As far as the consolation of God; Lehner touches on theodicy, but he does not touch on the most common “Nice God” response to that problem, which is to recite in a talismanic fashion, “I believe everything happens for a reason,” by which is meant that God has a hidden purpose behind the most hideous events, which will be revealed to us in the fullness of time.  I have been blessed with, so far, no immediate tragedy in my life, so perhaps this is easy for me to say, but as David Bentley Hart has pointed out, what God promises us is not the unveiling of such a grand synthesis, but the wiping away of tears, and the remaking of all things:  “Behold, I make all things new.”  Lehner does point out that part of Christian theology is the ultimate revelation of the downstream effects of our sins, but that is, if you think about it, the opposite of showing how those sins were part of God’s plan.  Related to theodicy is Lehner’s criticism of the modern tendency to see health as the highest good.  This is also a product of the Enlightenment—I am currently reading Paul Rahe’s New Modes and Orders in Early Modern Political Thought, which exhaustively catalogues the philosophical turn to human comfort as the highest good during the Enlightenment (something Rahe appears to endorse, as a Straussian, but I will discuss that in my review of that book, not this one).  Of course, those who worship a (factually inaccurate) picture of the Enlightenment, like Steven Pinker, also agree that this change to the effective worship of health is an improvement, which it is—if, and only if, God is merely, or at all, nice.  I want good health for myself and my family, and for everyone, as much as the next person.  I am greatly blessed in that regard, but I will not always be, and Lehner informs us it is not the highest good.  In fact, we should not be heard to complain when God fails to deliver us perfect health, or even good health.
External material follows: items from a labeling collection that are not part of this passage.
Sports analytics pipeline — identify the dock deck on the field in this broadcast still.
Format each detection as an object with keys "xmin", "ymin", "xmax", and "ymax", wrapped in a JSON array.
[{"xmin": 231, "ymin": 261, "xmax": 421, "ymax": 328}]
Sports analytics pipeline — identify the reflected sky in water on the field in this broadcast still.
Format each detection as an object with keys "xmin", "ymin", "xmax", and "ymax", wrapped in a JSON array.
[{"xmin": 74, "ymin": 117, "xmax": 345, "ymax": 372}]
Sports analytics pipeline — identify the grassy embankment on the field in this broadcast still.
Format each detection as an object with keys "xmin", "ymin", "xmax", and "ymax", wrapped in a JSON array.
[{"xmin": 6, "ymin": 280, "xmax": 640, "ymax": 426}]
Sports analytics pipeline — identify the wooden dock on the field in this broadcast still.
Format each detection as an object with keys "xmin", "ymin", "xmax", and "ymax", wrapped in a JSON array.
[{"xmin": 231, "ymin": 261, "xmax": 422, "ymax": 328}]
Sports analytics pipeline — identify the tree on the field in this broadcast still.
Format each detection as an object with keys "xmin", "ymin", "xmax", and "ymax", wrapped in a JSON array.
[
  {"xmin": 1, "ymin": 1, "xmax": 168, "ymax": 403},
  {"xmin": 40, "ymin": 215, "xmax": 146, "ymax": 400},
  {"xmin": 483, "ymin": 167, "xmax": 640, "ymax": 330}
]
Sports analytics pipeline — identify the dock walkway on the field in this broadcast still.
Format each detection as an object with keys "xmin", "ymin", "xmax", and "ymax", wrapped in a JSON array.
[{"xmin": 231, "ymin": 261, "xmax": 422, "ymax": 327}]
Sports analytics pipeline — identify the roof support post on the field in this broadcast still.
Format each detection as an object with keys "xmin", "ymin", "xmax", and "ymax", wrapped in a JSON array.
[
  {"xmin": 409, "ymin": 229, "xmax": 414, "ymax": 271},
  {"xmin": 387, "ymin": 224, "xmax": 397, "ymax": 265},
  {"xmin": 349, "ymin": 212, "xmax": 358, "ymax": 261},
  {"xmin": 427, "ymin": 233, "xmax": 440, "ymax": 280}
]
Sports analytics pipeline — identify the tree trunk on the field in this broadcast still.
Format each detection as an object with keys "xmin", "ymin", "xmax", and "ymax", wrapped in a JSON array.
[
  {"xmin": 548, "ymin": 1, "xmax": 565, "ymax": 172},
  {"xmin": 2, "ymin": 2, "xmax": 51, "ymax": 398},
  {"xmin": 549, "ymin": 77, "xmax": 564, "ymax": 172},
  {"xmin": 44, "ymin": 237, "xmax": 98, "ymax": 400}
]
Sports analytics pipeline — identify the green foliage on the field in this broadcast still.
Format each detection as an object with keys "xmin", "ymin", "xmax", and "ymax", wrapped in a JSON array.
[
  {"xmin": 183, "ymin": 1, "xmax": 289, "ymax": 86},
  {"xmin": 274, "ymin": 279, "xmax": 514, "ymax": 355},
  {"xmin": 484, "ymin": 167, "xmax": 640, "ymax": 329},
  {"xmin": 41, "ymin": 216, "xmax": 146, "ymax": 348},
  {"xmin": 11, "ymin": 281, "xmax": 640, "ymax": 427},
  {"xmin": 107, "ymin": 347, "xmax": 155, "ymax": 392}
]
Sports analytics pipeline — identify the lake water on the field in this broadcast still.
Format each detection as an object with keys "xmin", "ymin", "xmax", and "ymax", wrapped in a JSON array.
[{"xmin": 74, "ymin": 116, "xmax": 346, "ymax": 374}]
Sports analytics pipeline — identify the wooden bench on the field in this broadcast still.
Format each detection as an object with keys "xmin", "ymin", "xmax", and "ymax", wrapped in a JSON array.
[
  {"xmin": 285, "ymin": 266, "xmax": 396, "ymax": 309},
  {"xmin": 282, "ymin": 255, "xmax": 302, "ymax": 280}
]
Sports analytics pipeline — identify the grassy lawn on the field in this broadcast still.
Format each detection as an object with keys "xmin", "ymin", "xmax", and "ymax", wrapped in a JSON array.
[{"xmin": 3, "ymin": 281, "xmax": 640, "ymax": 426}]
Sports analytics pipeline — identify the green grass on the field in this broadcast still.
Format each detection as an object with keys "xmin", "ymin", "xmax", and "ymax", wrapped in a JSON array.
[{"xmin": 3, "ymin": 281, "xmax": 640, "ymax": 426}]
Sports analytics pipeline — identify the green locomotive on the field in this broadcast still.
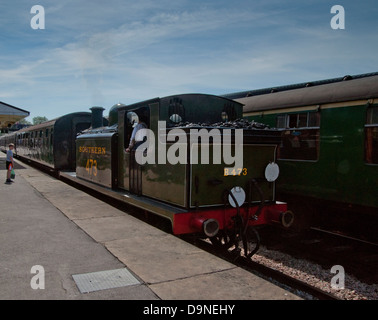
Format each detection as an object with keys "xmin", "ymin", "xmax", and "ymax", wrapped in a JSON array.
[
  {"xmin": 227, "ymin": 73, "xmax": 378, "ymax": 235},
  {"xmin": 76, "ymin": 94, "xmax": 293, "ymax": 256}
]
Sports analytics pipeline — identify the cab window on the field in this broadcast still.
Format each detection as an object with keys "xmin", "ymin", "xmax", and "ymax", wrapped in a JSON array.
[
  {"xmin": 276, "ymin": 112, "xmax": 320, "ymax": 160},
  {"xmin": 365, "ymin": 106, "xmax": 378, "ymax": 164}
]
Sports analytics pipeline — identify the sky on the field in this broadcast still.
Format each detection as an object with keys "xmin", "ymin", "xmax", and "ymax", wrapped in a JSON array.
[{"xmin": 0, "ymin": 0, "xmax": 378, "ymax": 121}]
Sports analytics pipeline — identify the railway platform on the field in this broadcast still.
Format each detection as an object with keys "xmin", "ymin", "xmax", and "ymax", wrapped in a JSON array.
[{"xmin": 0, "ymin": 153, "xmax": 301, "ymax": 300}]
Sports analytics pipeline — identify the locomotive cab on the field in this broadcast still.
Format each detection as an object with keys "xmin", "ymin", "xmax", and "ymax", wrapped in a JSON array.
[{"xmin": 76, "ymin": 94, "xmax": 291, "ymax": 258}]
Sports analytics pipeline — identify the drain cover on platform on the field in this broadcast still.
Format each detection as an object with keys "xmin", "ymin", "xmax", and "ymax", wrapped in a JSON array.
[{"xmin": 72, "ymin": 268, "xmax": 140, "ymax": 293}]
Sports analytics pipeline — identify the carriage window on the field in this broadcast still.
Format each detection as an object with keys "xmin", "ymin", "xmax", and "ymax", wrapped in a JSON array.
[
  {"xmin": 222, "ymin": 104, "xmax": 237, "ymax": 121},
  {"xmin": 168, "ymin": 98, "xmax": 185, "ymax": 123},
  {"xmin": 365, "ymin": 107, "xmax": 378, "ymax": 164},
  {"xmin": 277, "ymin": 112, "xmax": 320, "ymax": 160}
]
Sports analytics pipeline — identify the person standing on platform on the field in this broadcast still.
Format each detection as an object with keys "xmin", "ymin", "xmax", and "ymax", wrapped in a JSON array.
[{"xmin": 5, "ymin": 143, "xmax": 14, "ymax": 183}]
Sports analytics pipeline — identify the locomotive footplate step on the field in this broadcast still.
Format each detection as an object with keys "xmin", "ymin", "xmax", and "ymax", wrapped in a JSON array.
[{"xmin": 0, "ymin": 155, "xmax": 301, "ymax": 300}]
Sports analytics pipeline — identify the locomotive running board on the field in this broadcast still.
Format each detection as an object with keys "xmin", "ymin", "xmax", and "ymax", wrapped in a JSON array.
[{"xmin": 59, "ymin": 171, "xmax": 187, "ymax": 225}]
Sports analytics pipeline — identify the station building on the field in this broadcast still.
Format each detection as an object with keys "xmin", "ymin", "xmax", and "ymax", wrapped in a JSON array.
[{"xmin": 0, "ymin": 101, "xmax": 30, "ymax": 134}]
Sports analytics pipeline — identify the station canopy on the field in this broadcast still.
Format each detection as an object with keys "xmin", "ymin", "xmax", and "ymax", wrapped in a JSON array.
[{"xmin": 0, "ymin": 101, "xmax": 30, "ymax": 131}]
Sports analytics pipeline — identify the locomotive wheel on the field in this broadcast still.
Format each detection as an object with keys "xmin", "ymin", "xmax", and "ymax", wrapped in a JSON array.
[
  {"xmin": 210, "ymin": 230, "xmax": 235, "ymax": 251},
  {"xmin": 239, "ymin": 226, "xmax": 260, "ymax": 258}
]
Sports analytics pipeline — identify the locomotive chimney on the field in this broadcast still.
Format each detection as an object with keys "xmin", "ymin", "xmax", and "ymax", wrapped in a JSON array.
[{"xmin": 90, "ymin": 107, "xmax": 105, "ymax": 129}]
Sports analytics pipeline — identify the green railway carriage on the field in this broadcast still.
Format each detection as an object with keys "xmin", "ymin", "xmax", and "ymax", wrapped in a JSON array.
[
  {"xmin": 76, "ymin": 94, "xmax": 291, "ymax": 258},
  {"xmin": 227, "ymin": 73, "xmax": 378, "ymax": 229},
  {"xmin": 0, "ymin": 112, "xmax": 107, "ymax": 171}
]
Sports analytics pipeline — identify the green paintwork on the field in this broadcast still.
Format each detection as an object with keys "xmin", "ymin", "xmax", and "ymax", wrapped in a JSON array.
[
  {"xmin": 248, "ymin": 104, "xmax": 378, "ymax": 208},
  {"xmin": 112, "ymin": 94, "xmax": 276, "ymax": 209},
  {"xmin": 76, "ymin": 133, "xmax": 117, "ymax": 188}
]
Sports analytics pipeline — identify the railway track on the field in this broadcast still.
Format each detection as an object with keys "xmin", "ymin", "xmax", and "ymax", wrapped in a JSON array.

In an interview about this book, Lehner tellingly cites, from Luke 17, the story of the ten lepers that Jesus healed, only one of whom returned to thank him.  It’s that view of God that Lehner realizes is a timeless temptation, because it’s easy.  You might call that version of Christ “turnkey Jesus.”  God Is Not Nice is only a gateway to thinking about this problem; the book touches on many of the most tangled and troubled theological issues of Christianity, which it cannot possibly cover in detail, and therefore I think its main value is in exposing to the interested reader the basic concepts of Christianity that are alien to the beliefs of most Christians today.  They won’t know all the details after reading this book, but at least they’ll have good reason to question the unexamined beliefs they hold, and to explore further.